Задумаемся над тем, что происходит, когда мы пытаемся зафиксировать на бумаге слышимые нами звуки. Произнесите вслух: этот, эти, шесть. Как вам кажется, три звука [е] в этих русских словах одинаковые или разные? Практическая фонетика скажет, что одинаковые, и будет права. Тренированный лингвист сразу заметит, что разные, и тоже будет прав. Весь вопрос в том, к чему мы стремимся — к возможно более тонкому различению звуков или к их категоризации, к группировке звуков в некие существенные типы. У обычного говорящего категоризация — решение вопроса о том, что считать одинаковым, а что разным, — диктуется привычным "ситом" родного языка. Если исходить из смыслоразличительной роли звуков, достаточно одного [е] для всех трех русских слов. Но, отвлекаясь от смыслоразличения, можно "услышать" в шесть звук, близкий к французскому "е закрытому". При одном принципиальном условии — если вы знаете французский!

Поскольку в лепете слов нет, то и звуки в нем не могут играть смыслоразличительную роль.
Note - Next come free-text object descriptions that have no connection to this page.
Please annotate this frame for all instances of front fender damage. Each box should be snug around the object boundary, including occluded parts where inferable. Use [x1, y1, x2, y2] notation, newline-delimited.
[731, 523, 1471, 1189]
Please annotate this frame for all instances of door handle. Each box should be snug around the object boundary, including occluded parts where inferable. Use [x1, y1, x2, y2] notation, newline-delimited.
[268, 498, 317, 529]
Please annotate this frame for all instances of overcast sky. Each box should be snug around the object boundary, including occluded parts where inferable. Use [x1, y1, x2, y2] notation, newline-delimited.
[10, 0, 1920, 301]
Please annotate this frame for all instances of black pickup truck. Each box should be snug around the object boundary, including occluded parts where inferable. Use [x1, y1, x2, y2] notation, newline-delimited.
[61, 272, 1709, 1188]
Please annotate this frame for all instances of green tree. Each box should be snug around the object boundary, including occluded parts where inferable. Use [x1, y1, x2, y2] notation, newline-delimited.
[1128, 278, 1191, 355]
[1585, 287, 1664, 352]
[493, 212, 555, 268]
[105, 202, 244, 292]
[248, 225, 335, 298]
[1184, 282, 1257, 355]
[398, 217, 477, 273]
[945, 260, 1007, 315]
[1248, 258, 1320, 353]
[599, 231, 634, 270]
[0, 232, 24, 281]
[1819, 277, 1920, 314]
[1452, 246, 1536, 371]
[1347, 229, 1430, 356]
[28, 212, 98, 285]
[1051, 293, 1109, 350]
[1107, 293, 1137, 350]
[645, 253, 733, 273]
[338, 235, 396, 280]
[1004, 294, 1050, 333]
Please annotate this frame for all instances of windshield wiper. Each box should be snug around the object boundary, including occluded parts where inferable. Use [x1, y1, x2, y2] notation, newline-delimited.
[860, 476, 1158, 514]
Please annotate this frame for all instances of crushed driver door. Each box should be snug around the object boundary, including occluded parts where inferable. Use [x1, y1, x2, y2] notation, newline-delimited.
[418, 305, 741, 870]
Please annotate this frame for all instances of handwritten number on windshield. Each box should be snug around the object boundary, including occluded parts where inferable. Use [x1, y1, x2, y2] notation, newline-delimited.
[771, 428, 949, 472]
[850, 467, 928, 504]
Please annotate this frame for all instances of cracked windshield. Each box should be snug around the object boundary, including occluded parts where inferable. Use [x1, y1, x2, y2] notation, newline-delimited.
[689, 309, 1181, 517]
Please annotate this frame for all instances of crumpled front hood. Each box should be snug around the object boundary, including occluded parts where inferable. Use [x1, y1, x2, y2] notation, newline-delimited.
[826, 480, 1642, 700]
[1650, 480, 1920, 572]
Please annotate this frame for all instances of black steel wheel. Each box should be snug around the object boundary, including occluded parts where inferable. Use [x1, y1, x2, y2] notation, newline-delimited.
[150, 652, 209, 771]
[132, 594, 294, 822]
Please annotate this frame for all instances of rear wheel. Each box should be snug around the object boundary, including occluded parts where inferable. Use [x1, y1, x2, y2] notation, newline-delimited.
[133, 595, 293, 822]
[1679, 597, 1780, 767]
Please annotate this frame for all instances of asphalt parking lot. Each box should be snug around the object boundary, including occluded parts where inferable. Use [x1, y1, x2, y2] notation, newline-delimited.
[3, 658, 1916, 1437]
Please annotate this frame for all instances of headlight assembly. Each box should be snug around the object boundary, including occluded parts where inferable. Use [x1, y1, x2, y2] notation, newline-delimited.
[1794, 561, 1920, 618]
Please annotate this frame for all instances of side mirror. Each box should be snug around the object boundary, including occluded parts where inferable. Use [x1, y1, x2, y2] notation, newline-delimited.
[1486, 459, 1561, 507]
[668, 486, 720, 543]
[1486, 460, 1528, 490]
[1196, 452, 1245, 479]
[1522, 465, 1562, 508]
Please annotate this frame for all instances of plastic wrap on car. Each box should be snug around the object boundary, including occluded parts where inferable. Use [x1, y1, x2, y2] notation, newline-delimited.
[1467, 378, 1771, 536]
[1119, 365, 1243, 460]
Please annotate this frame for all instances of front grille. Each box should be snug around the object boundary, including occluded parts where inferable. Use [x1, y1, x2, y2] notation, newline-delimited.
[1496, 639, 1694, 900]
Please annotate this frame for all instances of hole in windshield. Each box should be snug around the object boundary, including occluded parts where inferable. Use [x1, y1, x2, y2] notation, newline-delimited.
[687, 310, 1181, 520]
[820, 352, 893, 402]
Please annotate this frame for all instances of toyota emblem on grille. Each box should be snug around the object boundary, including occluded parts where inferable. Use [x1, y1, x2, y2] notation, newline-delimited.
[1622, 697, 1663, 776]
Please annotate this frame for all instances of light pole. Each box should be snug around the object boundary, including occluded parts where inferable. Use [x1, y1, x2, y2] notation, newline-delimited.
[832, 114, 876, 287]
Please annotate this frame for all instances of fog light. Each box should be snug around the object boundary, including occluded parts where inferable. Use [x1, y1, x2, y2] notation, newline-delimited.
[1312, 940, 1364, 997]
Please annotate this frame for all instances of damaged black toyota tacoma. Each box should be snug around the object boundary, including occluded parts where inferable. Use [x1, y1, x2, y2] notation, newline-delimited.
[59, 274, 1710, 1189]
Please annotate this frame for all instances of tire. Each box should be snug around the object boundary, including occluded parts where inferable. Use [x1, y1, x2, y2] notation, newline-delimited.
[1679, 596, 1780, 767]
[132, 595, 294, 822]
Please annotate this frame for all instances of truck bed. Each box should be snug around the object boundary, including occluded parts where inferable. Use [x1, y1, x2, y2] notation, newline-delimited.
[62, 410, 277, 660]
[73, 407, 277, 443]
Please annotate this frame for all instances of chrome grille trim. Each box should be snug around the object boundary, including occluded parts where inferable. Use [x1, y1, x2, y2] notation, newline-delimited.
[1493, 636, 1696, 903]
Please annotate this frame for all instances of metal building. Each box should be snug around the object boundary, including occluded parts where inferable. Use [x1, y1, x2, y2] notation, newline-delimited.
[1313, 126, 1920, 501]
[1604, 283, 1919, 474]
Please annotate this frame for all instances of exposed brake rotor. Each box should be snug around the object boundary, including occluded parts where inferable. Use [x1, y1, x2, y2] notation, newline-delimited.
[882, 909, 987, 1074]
Так что этот принцип категоризации к лепету не относится. Однако же, не зная французского (немецкого, английского), вообще нельзя "услышать" звуки, напоминающие звуки этих языков. Поэтому и неудивительно, что в лепете "не обнаружилось" грузинских или китайских гласных: наш ученый этих языков не знал. Итак, вовсе не тонкость слуха исследователя определяет, сколько разных звуков и какие он будет фиксировать в указанной ситуации. Решает дело тот аппарат категоризации, который автоматизирован в родном языке (и в знакомых иностранных). Только это не имеет отношения к задаче изучения звуков лепета.
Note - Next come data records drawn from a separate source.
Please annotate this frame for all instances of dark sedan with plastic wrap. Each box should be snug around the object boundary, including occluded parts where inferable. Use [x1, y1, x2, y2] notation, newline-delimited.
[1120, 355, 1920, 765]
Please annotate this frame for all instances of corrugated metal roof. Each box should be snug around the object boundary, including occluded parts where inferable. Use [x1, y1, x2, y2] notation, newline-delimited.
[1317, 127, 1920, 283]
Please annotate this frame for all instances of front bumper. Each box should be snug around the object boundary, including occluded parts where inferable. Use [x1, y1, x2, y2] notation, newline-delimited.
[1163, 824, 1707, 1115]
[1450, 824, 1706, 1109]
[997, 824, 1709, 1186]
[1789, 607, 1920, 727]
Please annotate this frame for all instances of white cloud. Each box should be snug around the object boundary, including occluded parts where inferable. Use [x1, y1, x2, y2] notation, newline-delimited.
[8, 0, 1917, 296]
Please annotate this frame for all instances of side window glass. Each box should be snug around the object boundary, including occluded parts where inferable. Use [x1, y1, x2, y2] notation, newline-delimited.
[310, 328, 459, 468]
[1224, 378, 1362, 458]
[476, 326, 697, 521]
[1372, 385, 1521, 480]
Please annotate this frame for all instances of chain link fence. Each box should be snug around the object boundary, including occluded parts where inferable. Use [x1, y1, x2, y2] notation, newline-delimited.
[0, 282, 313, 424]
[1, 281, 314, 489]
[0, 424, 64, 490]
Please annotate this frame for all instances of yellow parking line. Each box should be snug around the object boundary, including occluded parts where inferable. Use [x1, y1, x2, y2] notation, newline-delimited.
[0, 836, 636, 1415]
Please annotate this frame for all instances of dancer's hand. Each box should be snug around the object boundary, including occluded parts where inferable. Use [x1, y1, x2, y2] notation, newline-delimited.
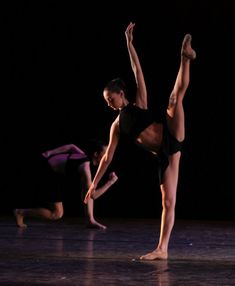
[42, 151, 50, 158]
[125, 22, 135, 44]
[84, 184, 96, 204]
[108, 172, 118, 184]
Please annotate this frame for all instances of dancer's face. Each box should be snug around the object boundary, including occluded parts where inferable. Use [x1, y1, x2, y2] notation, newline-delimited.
[103, 90, 125, 110]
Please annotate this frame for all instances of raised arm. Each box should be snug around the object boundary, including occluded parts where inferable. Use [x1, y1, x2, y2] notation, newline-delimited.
[125, 22, 147, 109]
[84, 118, 120, 203]
[42, 144, 85, 158]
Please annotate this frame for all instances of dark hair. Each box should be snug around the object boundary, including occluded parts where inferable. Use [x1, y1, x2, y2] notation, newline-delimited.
[104, 78, 127, 95]
[84, 139, 107, 158]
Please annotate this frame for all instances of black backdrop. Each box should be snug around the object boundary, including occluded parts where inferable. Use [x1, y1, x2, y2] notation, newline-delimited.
[2, 1, 235, 220]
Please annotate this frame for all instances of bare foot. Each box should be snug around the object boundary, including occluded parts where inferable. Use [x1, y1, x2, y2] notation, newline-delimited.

В реальном случае, о котором шла речь выше, исследователь не записал, "что слышал", а, наоборот, услышал то, что мог записать, благодаря своему знанию русского и нескольких иностранных языков. Более того, сам фонетический алфавит, с помощью которого записывались "услышанные" звуки, глубоко теоретичен: это итог длительного развития фонетики — науки о звуковом составе языков.
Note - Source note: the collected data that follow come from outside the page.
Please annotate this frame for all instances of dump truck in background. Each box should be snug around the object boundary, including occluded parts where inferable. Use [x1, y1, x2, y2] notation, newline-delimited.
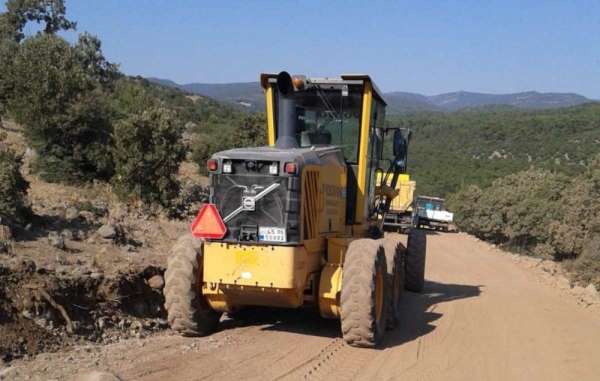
[414, 195, 455, 231]
[381, 173, 416, 233]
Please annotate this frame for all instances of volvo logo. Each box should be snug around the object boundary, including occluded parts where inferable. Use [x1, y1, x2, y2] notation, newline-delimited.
[242, 197, 256, 211]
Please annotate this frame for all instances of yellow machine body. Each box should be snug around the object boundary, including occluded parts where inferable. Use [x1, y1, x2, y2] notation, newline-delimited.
[202, 73, 394, 318]
[378, 173, 416, 213]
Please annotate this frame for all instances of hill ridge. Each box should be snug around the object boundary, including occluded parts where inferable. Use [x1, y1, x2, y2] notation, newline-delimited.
[147, 77, 596, 113]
Итак, внетеоретичное наблюдение — такой же миф, как внетеоретичный эксперимент. А без рефлексии по поводу своей работы ученый просто не сможет ничего достичь.

Подведем некоторые итоги.

Мы попытались показать, что в непосредственном наблюдении, или, как говорят ученые, в эмпирии, нам не даны ни язык, ни мышление. И все же те, кто изучает язык, находятся в более выгодном положении, нежели те, кто изучает мышление. Во–первых, известно, что для изучения языка нужно наблюдать — и это речь. Во–вторых, лингвистическая теория, показывающая, как именно нужно наблюдать речь, чтобы изучать язык, весьма глубоко разработана.